The proposal was called CalCare, and it did not get enough votes from the state’s citizens. So now CalCare has been forced to go back to the drawing board. The whole process served as a wake-up call, especially Californians who want to hold on to freedom and choice. If this legislation had passed, people in the state would have seen a significant increase in their cost of living, the state would have increased their debt, and there likely would have been longer healthcare wait times and more shortages of doctors.
The state budget for California in 2022 is a total of $286 billion. Back in 2017, a single-payer proposal that is very much like the CalCare proposal would have cost approximately $400 billion. That is significantly more than the whole state budget for this year. So to pass the legislation in the state, CalCare’s supporters offered up the largest tax increase in California history. It basically doubled taxes and would have charged every single household in the state a whopping $12,250. This is according to the Tax Foundation.
The plan for the increase in taxes had a graduated payroll tax system. The top rate started for employees that only had $49,990 of income. There was also a gross receipt tax on businesses and even more surtaxes on income over $149,509.
All this adds up to a very large increase in taxes on the middle class. What is worse is that this plan was only expected to add an additional $163 billion per year to state income. That was still billions less than what was needed for the new healthcare program.
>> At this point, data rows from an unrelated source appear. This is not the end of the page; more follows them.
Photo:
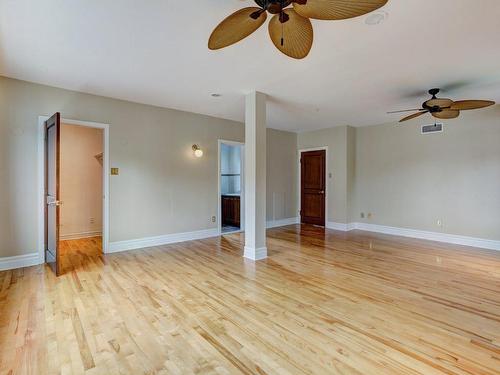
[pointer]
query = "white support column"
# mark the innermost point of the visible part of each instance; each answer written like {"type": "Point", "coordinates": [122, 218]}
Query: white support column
{"type": "Point", "coordinates": [255, 176]}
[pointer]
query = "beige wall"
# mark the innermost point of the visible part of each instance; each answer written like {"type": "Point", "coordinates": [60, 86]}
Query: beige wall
{"type": "Point", "coordinates": [81, 181]}
{"type": "Point", "coordinates": [410, 180]}
{"type": "Point", "coordinates": [162, 188]}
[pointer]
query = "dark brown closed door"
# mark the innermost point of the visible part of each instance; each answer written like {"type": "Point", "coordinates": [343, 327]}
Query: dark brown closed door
{"type": "Point", "coordinates": [313, 187]}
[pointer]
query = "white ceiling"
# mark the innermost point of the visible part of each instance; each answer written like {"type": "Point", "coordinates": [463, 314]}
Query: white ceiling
{"type": "Point", "coordinates": [155, 52]}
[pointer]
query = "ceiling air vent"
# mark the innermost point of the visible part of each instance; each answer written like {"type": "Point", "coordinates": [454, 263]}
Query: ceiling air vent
{"type": "Point", "coordinates": [434, 128]}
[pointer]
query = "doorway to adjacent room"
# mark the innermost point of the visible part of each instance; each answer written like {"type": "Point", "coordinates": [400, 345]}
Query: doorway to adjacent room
{"type": "Point", "coordinates": [231, 187]}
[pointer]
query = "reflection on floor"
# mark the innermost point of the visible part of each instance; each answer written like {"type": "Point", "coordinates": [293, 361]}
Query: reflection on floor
{"type": "Point", "coordinates": [324, 302]}
{"type": "Point", "coordinates": [229, 228]}
{"type": "Point", "coordinates": [77, 253]}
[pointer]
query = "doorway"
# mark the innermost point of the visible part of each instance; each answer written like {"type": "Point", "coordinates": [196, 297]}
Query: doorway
{"type": "Point", "coordinates": [75, 190]}
{"type": "Point", "coordinates": [231, 187]}
{"type": "Point", "coordinates": [313, 187]}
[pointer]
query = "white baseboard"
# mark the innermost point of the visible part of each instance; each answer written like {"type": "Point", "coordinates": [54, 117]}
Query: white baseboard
{"type": "Point", "coordinates": [77, 236]}
{"type": "Point", "coordinates": [255, 254]}
{"type": "Point", "coordinates": [19, 261]}
{"type": "Point", "coordinates": [119, 246]}
{"type": "Point", "coordinates": [338, 226]}
{"type": "Point", "coordinates": [282, 222]}
{"type": "Point", "coordinates": [421, 234]}
{"type": "Point", "coordinates": [115, 247]}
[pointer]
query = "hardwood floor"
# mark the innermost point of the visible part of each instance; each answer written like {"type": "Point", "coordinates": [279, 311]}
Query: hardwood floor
{"type": "Point", "coordinates": [324, 302]}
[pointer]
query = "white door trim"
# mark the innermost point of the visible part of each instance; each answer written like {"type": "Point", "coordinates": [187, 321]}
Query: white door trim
{"type": "Point", "coordinates": [299, 177]}
{"type": "Point", "coordinates": [242, 184]}
{"type": "Point", "coordinates": [41, 181]}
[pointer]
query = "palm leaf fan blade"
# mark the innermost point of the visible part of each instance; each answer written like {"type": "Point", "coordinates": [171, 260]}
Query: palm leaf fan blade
{"type": "Point", "coordinates": [294, 37]}
{"type": "Point", "coordinates": [236, 27]}
{"type": "Point", "coordinates": [336, 9]}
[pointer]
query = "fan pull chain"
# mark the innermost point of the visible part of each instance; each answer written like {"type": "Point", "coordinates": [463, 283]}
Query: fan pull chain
{"type": "Point", "coordinates": [282, 32]}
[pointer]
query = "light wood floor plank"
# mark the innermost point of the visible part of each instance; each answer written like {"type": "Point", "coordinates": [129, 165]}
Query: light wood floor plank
{"type": "Point", "coordinates": [324, 302]}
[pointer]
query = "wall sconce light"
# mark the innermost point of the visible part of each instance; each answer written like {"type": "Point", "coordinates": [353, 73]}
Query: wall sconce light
{"type": "Point", "coordinates": [198, 152]}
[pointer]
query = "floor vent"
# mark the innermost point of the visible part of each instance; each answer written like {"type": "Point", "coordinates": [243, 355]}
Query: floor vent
{"type": "Point", "coordinates": [434, 128]}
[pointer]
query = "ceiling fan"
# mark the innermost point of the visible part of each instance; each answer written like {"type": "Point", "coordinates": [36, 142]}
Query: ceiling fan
{"type": "Point", "coordinates": [444, 108]}
{"type": "Point", "coordinates": [290, 29]}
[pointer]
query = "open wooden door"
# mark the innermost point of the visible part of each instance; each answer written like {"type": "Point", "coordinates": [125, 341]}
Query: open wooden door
{"type": "Point", "coordinates": [313, 186]}
{"type": "Point", "coordinates": [52, 194]}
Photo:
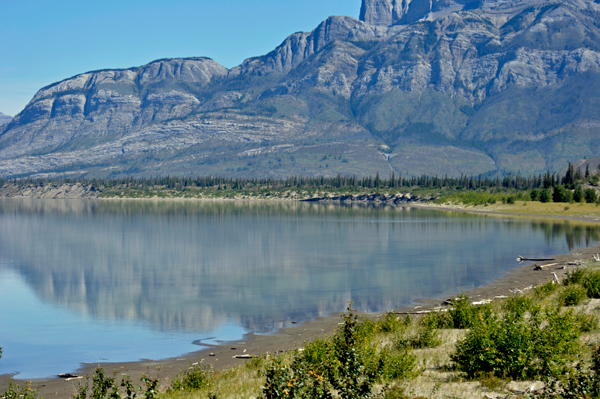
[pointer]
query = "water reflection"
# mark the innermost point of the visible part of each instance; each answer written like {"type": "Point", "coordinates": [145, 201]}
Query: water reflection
{"type": "Point", "coordinates": [191, 266]}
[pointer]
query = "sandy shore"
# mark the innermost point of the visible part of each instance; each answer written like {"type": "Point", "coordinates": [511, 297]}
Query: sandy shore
{"type": "Point", "coordinates": [223, 356]}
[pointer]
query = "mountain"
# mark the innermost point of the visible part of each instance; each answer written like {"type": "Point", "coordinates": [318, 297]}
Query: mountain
{"type": "Point", "coordinates": [4, 119]}
{"type": "Point", "coordinates": [436, 87]}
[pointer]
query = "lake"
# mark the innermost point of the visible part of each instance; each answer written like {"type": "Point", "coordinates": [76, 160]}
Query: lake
{"type": "Point", "coordinates": [94, 281]}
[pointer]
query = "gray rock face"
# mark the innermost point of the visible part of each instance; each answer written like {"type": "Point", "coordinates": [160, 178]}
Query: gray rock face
{"type": "Point", "coordinates": [449, 86]}
{"type": "Point", "coordinates": [4, 119]}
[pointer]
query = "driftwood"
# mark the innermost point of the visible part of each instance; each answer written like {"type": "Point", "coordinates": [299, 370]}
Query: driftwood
{"type": "Point", "coordinates": [68, 375]}
{"type": "Point", "coordinates": [541, 267]}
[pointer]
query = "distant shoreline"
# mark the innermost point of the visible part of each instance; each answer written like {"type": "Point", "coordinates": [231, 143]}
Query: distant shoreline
{"type": "Point", "coordinates": [519, 279]}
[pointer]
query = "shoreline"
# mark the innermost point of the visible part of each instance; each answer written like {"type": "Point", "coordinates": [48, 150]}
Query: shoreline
{"type": "Point", "coordinates": [285, 339]}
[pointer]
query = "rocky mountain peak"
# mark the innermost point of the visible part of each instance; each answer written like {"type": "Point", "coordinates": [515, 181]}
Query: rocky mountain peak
{"type": "Point", "coordinates": [4, 119]}
{"type": "Point", "coordinates": [404, 12]}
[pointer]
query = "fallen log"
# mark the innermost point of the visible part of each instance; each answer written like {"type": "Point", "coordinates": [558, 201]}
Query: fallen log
{"type": "Point", "coordinates": [524, 259]}
{"type": "Point", "coordinates": [541, 267]}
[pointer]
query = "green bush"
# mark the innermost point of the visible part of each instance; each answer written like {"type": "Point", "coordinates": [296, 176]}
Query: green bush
{"type": "Point", "coordinates": [194, 378]}
{"type": "Point", "coordinates": [397, 364]}
{"type": "Point", "coordinates": [107, 387]}
{"type": "Point", "coordinates": [545, 290]}
{"type": "Point", "coordinates": [545, 195]}
{"type": "Point", "coordinates": [587, 322]}
{"type": "Point", "coordinates": [590, 196]}
{"type": "Point", "coordinates": [391, 323]}
{"type": "Point", "coordinates": [466, 315]}
{"type": "Point", "coordinates": [440, 320]}
{"type": "Point", "coordinates": [348, 364]}
{"type": "Point", "coordinates": [572, 295]}
{"type": "Point", "coordinates": [426, 336]}
{"type": "Point", "coordinates": [589, 279]}
{"type": "Point", "coordinates": [536, 344]}
{"type": "Point", "coordinates": [14, 391]}
{"type": "Point", "coordinates": [579, 382]}
{"type": "Point", "coordinates": [578, 195]}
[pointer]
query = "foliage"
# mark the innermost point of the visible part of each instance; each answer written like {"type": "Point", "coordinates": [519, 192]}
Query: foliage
{"type": "Point", "coordinates": [590, 195]}
{"type": "Point", "coordinates": [348, 363]}
{"type": "Point", "coordinates": [104, 387]}
{"type": "Point", "coordinates": [589, 279]}
{"type": "Point", "coordinates": [545, 290]}
{"type": "Point", "coordinates": [523, 342]}
{"type": "Point", "coordinates": [14, 391]}
{"type": "Point", "coordinates": [466, 315]}
{"type": "Point", "coordinates": [572, 295]}
{"type": "Point", "coordinates": [561, 194]}
{"type": "Point", "coordinates": [195, 377]}
{"type": "Point", "coordinates": [579, 382]}
{"type": "Point", "coordinates": [545, 195]}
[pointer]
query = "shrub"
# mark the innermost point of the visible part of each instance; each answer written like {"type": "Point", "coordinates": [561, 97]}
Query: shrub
{"type": "Point", "coordinates": [440, 320]}
{"type": "Point", "coordinates": [391, 323]}
{"type": "Point", "coordinates": [579, 382]}
{"type": "Point", "coordinates": [587, 322]}
{"type": "Point", "coordinates": [578, 195]}
{"type": "Point", "coordinates": [590, 196]}
{"type": "Point", "coordinates": [591, 283]}
{"type": "Point", "coordinates": [346, 364]}
{"type": "Point", "coordinates": [545, 195]}
{"type": "Point", "coordinates": [399, 364]}
{"type": "Point", "coordinates": [572, 295]}
{"type": "Point", "coordinates": [426, 336]}
{"type": "Point", "coordinates": [16, 392]}
{"type": "Point", "coordinates": [194, 378]}
{"type": "Point", "coordinates": [590, 280]}
{"type": "Point", "coordinates": [538, 344]}
{"type": "Point", "coordinates": [107, 387]}
{"type": "Point", "coordinates": [546, 289]}
{"type": "Point", "coordinates": [466, 315]}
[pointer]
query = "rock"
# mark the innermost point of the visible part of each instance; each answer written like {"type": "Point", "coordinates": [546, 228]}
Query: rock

Marie Waldron, the Republican Leader of the Assembly, was anxious to have the debate about CalCare. She looked forward to talking about how much taxes would increase with the middle class and how many people would be forced off of their current health care plan. She was ready to argue with Democrats about what they will say to senior citizens who would have their Medicare funds “raided,” and talked about the new wait times that were being proposed. She was ready to discuss the number of hospitals that would likely close.
Waldron said, “I look forward to hearing Democrats explain how they plan to successfully take over more than 10 percent of the state’s economy when in the last decade they’ve proven themselves incapable of simple things like building a railroad, provident clean drinking water, keeping the lights on and filling potholes.”
She had support from the editors of the Orange County Register. They wrote in a recent editorial that it would be acceptable for the state of California to consider such massive health care more if it had a consistent track record of success and transparency.
“It’s another when the state can’t figure out the basics of state government. Health care, obviously, is very important. It is often literally a matter of life and death. . . This isn’t a ban on plastic straws we’re talking about,” the editors of the Register wrote.
So Sanders and his whole gang of progressives ought to take a long hard look at what just happened. This kind of health care could not even pass in California.